1. Copy the original gnuplot scripts to the current analysis directory by executing:
  copy_sampcon_gnuplot_scripts.py
  
  This will copy for scripts to the current directory:
  
  Plot_Cluster_Population.plt for the elongator.Cluster_Population.pdf plot
  
  Plot_Convergence_NM.plt for the elongator.ChiSquare.pdf plot
  
  Plot_Convergence_SD.plt for the elongator.Score_Dist.pdf plot
  
  Plot_Convergence_TS.plt for the elongator.Top_Score_Conv.pdf plot
2. Edit the scripts to adjust according to your liking
3. Run the scripts again:
  gnuplot -e "sysname='elongator'" Plot_Cluster_Population.plt gnuplot -e "sysname='elongator'" Plot_Convergence_NM.plt gnuplot -e "sysname='elongator'" Plot_Convergence_SD.plt gnuplot -e "sysname='elongator'" Plot_Convergence_TS.plt
Extract cluster models:
For example, for the top cluster:
extract_cluster_models.py \ --project_dir ../../../ \ --outdir cluster.0/ \ --ntop 5 \ --scores ../all_scores.csv \ --rebuild_loops \ Identities_A.txt Identities_B.txt cluster.0.all.txt
Yes, no json file as the last argument (contrary to Analyze), for refinement of multiple models the program will find JSON files itself (as they are different for each model).

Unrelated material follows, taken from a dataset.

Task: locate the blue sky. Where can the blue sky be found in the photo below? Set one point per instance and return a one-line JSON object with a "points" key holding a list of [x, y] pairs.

If you want to re-cluster at a specific threshold (e.g. to get bigger clusters), you can do:

mkdir recluster
cd recluster/
cp ../Distances_Matrix.data.npy .
cp ../*ChiSquare_Grid_Stats.txt .
cp ../*Sampling_Precision_Stats.txt .
imp_sampcon exhaust -n elongator \
--rmfA ../sample_A/sample_A_models.rmf3 \
--rmfB ../sample_B/sample_B_models.rmf3 \
--scoreA ../scoresA.txt --scoreB ../scoresB.txt \
-d ../density.txt \
-m cpu_omp \
-c 4 \
-gp \
--ambiguity ../../symm_groups.txt \
--skip \
--cluster_threshold 25 \
--voxel 2

And generate cluster models updating paths:

extract_cluster_models.py \
    --project_dir ../../../../ \
    --outdir cluster.0/ \
    --ntop 1 \
    --scores ../../all_scores.csv \
    --rebuild_loops \
    ../Identities_A.txt ../Identities_B.txt cluster.0.all.txt

Conclusions

The analysis shows that the sampling converged was exhaustive:

the individual runs converge

the exhaustiveness has been reached at 10-20 Angstrom according to the statistical test

two random samples of models have similar score distributions and are similarly distributed over the clusters

Warning

The precision estimates still should be taken with caution, as for the previous stage, but here the estimates are a bit more realistic because the original models were allowed to explore larger conformational space.

The crosslinks are now satisfied in the top scoring model.

For further biological hypothesis generation based on the model, we would use the top scoring models from each cluster and from all runs.

We might use this top scoring model as a representative model for figures.

As the “final output”, however, we would use the ensemble of models (e.g. from the clusters or top 10 models from all runs) for depicting the uncertainty.